長い黒髪の美しい少女、日暮 灯の肩は規則正しく、小さな上下を繰り返している。
「でも、じゃあ、朝日奈さんはしばらく起きていられるんですよね」
鈴と同じく、灯には特別な力がある。
鈴から眠りを奪う力だ。その力で眠りを取られると、『眠り病』の鈴でも眠ることはない。
「あなたは俺に、寝ている灯を置いて出掛けろと言うんですか」
鈴の声が険しくなった。
「誰か他の方と行かれたらいいじゃないですか」
「……そんな人がいたら、すぐにそうします」
常磐がふてくされていると、店のドアベルが鳴った。
「鈴、起きてるか」
聞えた声に、常磐の体がなぜか固くなる。
「ああ、常磐さん。こんにちは」
座敷部屋の戸の前、爽やかな笑顔で現れたのは霧藤 愁成。
鈴の主治医の精神科医。
いつも身なり正しく、見るからに頭の良さそうな好青年なのだが、常磐は霧藤が少し苦手だ。
「何の用だ」
鈴の声が険しさを増した。鈴と霧藤のやり取りは、いつも不穏な空気をはらんでいる。
「今、病院に月島准教授がみえている。話をする時間を取っていただけそうだ。鈴も一緒に……」
言いかけた霧藤は灯が鈴の膝で眠っていることに気がついて、語尾を溜息に変えた。
鈴が動かないということをすでに察したようだ。
「灯君のことは大酉さんに頼んで、病院へ行くんだ」
「愁成が一人で会えばいいだろう。俺はそんな奴のことは知らない」
「月島准教授は眠りと脳研究の権威なんだ。なかなか話を伺える機会はないんだぞ?」
「ああ、そう」
どんどん素っ気無くなっていく鈴の返事に、霧藤は呆れたように腕を組むと、座敷の上がり口に座り込んだ。

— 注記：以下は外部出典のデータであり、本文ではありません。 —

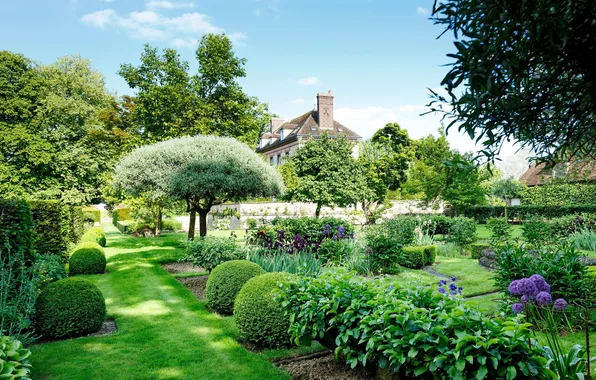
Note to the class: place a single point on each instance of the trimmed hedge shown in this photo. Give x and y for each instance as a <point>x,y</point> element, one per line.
<point>417,257</point>
<point>225,282</point>
<point>51,227</point>
<point>69,307</point>
<point>477,248</point>
<point>482,213</point>
<point>261,319</point>
<point>16,227</point>
<point>87,258</point>
<point>95,235</point>
<point>91,213</point>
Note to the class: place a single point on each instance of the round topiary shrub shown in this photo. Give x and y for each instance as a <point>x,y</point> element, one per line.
<point>95,235</point>
<point>259,317</point>
<point>87,258</point>
<point>70,307</point>
<point>225,281</point>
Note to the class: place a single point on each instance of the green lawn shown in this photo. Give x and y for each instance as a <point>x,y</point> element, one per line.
<point>164,332</point>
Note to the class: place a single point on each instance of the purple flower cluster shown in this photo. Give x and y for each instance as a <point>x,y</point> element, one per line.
<point>533,289</point>
<point>451,290</point>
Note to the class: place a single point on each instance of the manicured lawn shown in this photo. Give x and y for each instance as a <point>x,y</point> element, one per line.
<point>164,332</point>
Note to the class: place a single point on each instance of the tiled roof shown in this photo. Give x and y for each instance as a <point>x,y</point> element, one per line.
<point>577,171</point>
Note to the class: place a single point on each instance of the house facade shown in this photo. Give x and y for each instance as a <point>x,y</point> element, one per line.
<point>284,138</point>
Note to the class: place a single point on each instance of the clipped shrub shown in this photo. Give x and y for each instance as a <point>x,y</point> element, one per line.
<point>259,317</point>
<point>69,307</point>
<point>92,214</point>
<point>417,257</point>
<point>225,282</point>
<point>477,248</point>
<point>14,359</point>
<point>95,235</point>
<point>87,258</point>
<point>208,252</point>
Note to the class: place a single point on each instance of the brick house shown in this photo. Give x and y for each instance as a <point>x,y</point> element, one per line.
<point>284,138</point>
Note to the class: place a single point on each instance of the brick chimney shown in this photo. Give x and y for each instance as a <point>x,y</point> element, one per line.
<point>325,110</point>
<point>275,123</point>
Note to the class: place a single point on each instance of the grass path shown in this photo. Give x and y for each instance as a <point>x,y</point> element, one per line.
<point>164,331</point>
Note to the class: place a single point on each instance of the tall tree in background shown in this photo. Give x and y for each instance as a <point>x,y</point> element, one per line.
<point>522,71</point>
<point>328,174</point>
<point>172,103</point>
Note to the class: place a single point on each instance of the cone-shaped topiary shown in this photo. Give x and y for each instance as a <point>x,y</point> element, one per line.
<point>87,258</point>
<point>69,307</point>
<point>259,317</point>
<point>225,282</point>
<point>95,235</point>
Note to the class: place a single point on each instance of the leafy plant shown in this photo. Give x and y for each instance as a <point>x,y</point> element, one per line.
<point>208,252</point>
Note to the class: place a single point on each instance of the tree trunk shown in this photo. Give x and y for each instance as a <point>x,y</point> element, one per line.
<point>203,222</point>
<point>192,224</point>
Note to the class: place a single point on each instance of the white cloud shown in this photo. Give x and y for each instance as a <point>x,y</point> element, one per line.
<point>182,31</point>
<point>309,81</point>
<point>154,4</point>
<point>423,11</point>
<point>100,19</point>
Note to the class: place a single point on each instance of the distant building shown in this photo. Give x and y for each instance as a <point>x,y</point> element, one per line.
<point>284,138</point>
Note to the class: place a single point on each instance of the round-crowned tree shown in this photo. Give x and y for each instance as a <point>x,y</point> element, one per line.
<point>225,281</point>
<point>202,170</point>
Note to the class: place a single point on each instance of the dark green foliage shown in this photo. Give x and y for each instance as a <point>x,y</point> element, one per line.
<point>482,213</point>
<point>87,258</point>
<point>417,257</point>
<point>95,235</point>
<point>429,335</point>
<point>477,248</point>
<point>14,359</point>
<point>259,317</point>
<point>48,269</point>
<point>92,214</point>
<point>209,251</point>
<point>51,227</point>
<point>462,232</point>
<point>225,282</point>
<point>16,227</point>
<point>68,308</point>
<point>560,265</point>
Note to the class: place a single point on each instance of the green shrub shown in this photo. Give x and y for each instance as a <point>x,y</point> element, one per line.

「ああ、そうだ。常磐さん、なんなら愁成と一緒に行ったらどうですか」
「は、はい?!」
唐突に鈴に言われて驚く。
「何の話ですか」
霧藤が常磐を見る。
「今、大人気のお笑い芸人のライブチケットが手に入ったそうで。愁成も精神科医なら、お笑いの一つや二つ、学んでおいたほうがいいんじゃないか」
からかうような笑みで霧藤を見る鈴に、冷めた目で返す霧藤。
「僕に月島准教授よりも、お笑い芸人に会いに行けというのかい」
……というか、できれば霧藤とは行きたくない。常磐は思った。
並んで歩くのも気が引ける。
「でも、愁成とじゃ面白いものも、面白くなくなるか」
「いえ、そんなことは」
「失礼だな。僕だって、笑いというものの精神、肉体に及ぼす影響のことは、よく分かっている」
「ほら、つまらない」
「あ、朝日奈さんっ」
「鈴こそ、そうやって人をけなすような笑いしか、好まないんじゃないのか」
「アメリカンジョークはそれが主流だ」
「だいたい鈴は……」
ヒートアップする鈴たちのやり取り。
それすらまるで気にならない様子で、鈴の膝の上、灯はすやすやと幸せそうに眠り続けていた。